Artistic Director, Seoul Performing Arts Festival 2022-2026

Kyu Choi's career in the performing arts began with festivals in the 90s. At that time, he was interested in the body (physicality), movement, and materiality of theater. He focused on art and spatiality, and worked on site-specific performances and festivals based on the spatiality and locality of the city. He pays attention to the relationship between art, the city and people. Recently, he has been interested in sound and music while exploring how sound can expand arts.
In addition, he is exploring; the relationship between art and technology in the era where technology has become evermore commonplace; new perspectives of contemporary performing arts based on diversity and inclusion; the expansion of art that goes side by side with the development of technology and science; and the role of art from the post-humanist perspective.

  Starting with the Chuncheon Mime Festival in 1994, he has been working as a festival director programming and producing various performing arts festivals including the Ansan Street Arts Festival and the Korea/UK 2017-18 season. He founded AsiaNow in 2005, where he has been developing international exchange programs for Korean theaters and various international co-creations and residency projects. He has also been active as a producer and dramaturge. As a researcher, he developed Connected City, an urban art project for Korea/UK 2017-18. He also developed the Korea DMZ Research Lab with the theme of the Borders/Boundaries in Contemporary Society through the Korean DMZ Lens.

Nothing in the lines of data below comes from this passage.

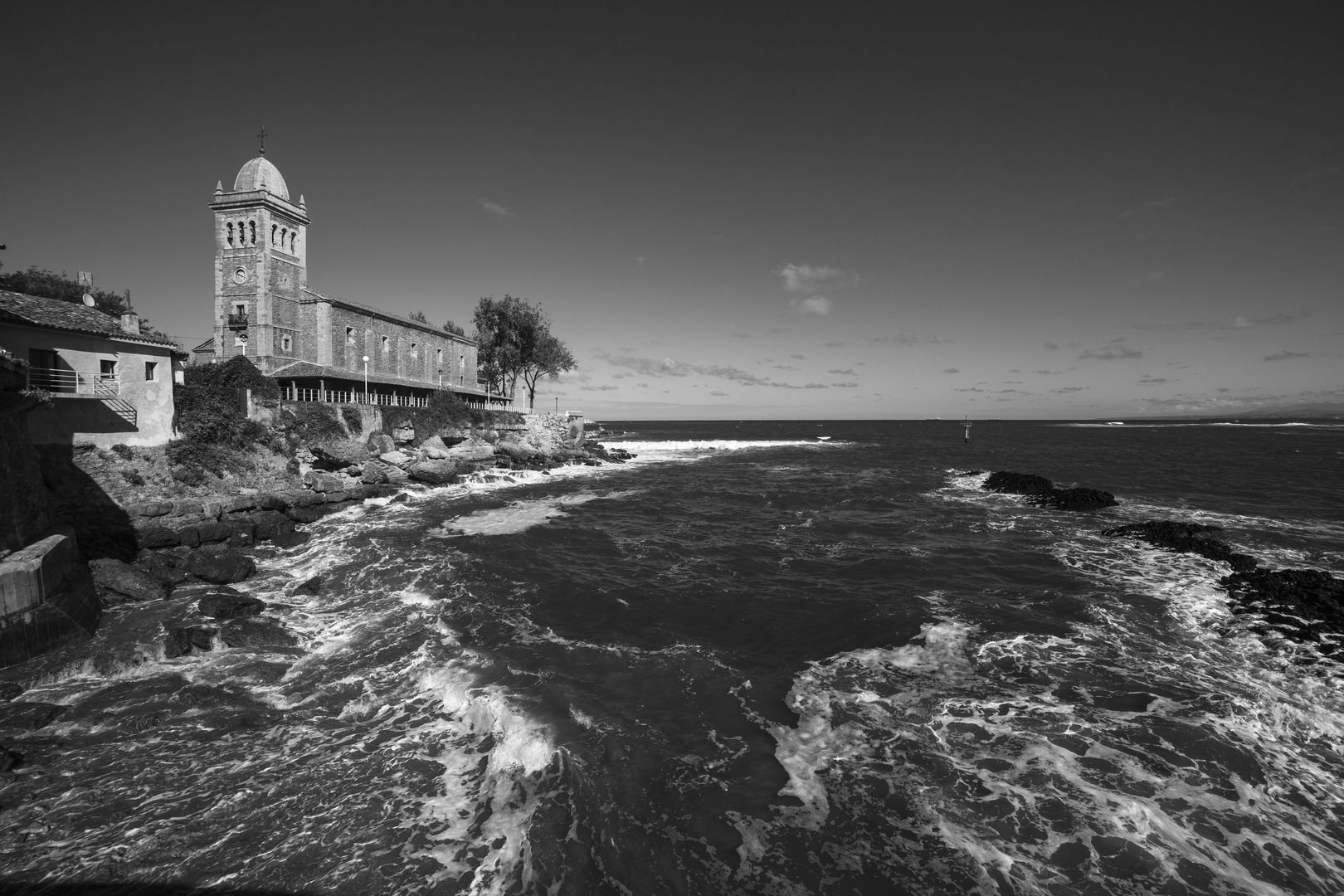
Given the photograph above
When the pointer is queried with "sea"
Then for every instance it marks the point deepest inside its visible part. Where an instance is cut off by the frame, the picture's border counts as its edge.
(761, 657)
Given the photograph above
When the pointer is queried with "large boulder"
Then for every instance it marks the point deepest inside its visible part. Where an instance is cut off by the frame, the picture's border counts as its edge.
(379, 444)
(472, 449)
(373, 475)
(222, 605)
(125, 582)
(435, 472)
(1010, 483)
(253, 631)
(324, 481)
(305, 514)
(290, 539)
(268, 524)
(156, 536)
(182, 640)
(219, 566)
(335, 455)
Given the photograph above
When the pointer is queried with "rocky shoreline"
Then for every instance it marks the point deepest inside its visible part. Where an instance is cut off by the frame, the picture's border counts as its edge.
(1304, 606)
(178, 559)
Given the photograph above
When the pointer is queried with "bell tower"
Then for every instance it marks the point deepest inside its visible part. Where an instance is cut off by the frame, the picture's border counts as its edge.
(261, 266)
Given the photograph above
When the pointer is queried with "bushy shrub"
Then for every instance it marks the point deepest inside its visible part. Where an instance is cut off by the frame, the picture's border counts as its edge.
(446, 410)
(236, 373)
(353, 422)
(314, 422)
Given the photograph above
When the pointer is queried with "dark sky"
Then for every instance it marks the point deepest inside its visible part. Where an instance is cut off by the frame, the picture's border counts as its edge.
(1007, 210)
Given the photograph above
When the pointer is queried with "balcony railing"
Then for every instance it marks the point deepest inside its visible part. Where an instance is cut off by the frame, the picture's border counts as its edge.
(74, 383)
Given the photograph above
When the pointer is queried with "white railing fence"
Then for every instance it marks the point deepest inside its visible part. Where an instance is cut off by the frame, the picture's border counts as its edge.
(69, 382)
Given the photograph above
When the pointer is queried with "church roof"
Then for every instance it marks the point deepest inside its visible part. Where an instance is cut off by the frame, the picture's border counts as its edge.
(307, 370)
(54, 314)
(260, 173)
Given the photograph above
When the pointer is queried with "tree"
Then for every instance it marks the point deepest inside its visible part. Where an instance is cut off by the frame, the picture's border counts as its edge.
(516, 343)
(51, 285)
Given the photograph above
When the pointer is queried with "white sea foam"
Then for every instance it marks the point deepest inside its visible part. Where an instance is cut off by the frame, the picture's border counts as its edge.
(516, 518)
(714, 445)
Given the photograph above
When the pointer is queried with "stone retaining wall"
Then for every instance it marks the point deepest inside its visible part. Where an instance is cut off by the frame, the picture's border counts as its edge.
(46, 598)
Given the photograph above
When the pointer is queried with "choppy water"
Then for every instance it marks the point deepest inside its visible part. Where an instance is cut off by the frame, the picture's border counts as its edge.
(746, 663)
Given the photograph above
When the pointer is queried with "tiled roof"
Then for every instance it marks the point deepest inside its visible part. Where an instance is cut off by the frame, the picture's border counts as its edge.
(307, 370)
(67, 316)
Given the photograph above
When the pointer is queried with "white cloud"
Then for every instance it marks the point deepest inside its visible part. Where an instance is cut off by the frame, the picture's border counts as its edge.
(819, 305)
(806, 278)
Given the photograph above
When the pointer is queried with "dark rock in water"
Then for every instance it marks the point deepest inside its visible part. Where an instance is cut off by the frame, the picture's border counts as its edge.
(162, 572)
(435, 472)
(305, 514)
(125, 581)
(1042, 492)
(270, 523)
(311, 586)
(1186, 538)
(156, 536)
(373, 475)
(251, 631)
(219, 567)
(28, 715)
(183, 640)
(230, 606)
(1074, 499)
(1018, 483)
(1287, 597)
(290, 539)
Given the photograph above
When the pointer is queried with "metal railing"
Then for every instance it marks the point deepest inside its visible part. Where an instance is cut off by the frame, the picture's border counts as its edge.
(77, 383)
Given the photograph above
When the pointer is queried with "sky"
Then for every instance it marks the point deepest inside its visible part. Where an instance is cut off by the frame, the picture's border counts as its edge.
(738, 212)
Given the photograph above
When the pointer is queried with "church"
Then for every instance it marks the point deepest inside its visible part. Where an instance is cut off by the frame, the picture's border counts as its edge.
(318, 347)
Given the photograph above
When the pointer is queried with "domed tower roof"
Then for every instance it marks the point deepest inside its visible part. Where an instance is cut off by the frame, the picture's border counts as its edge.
(260, 173)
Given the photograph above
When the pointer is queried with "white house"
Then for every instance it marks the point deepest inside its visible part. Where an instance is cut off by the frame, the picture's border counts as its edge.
(110, 383)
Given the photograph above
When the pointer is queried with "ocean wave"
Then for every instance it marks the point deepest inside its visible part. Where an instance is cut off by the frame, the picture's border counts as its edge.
(714, 445)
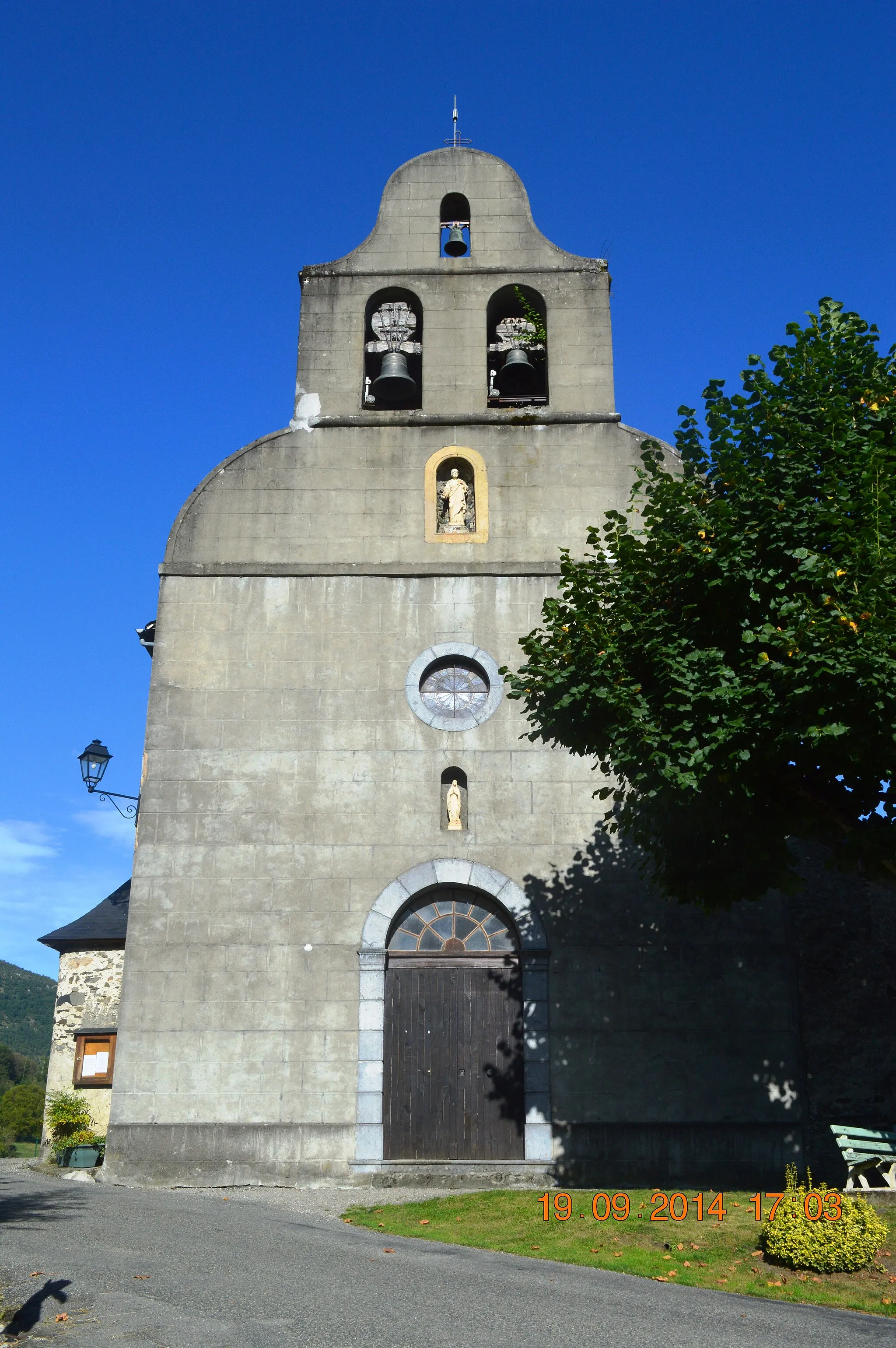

As a project for diversity, accessibility, and inclusion in art, he co-curated <Accessibility of Theater Space and Services for Audiences with Disabilities> and <Inclusive Access for Disability Arts • Creative Development and Making Creative Spaces> for the Jeju International Conference.
The Asian Producer’s Platform (APP) is a collaborative network for the development of various projects by Asian producers, which started in 2014 with the aim of independence and solidarity in the private sector. Since its foundation, Kyu's been working as a Steering Committee member for APP and APP Camp.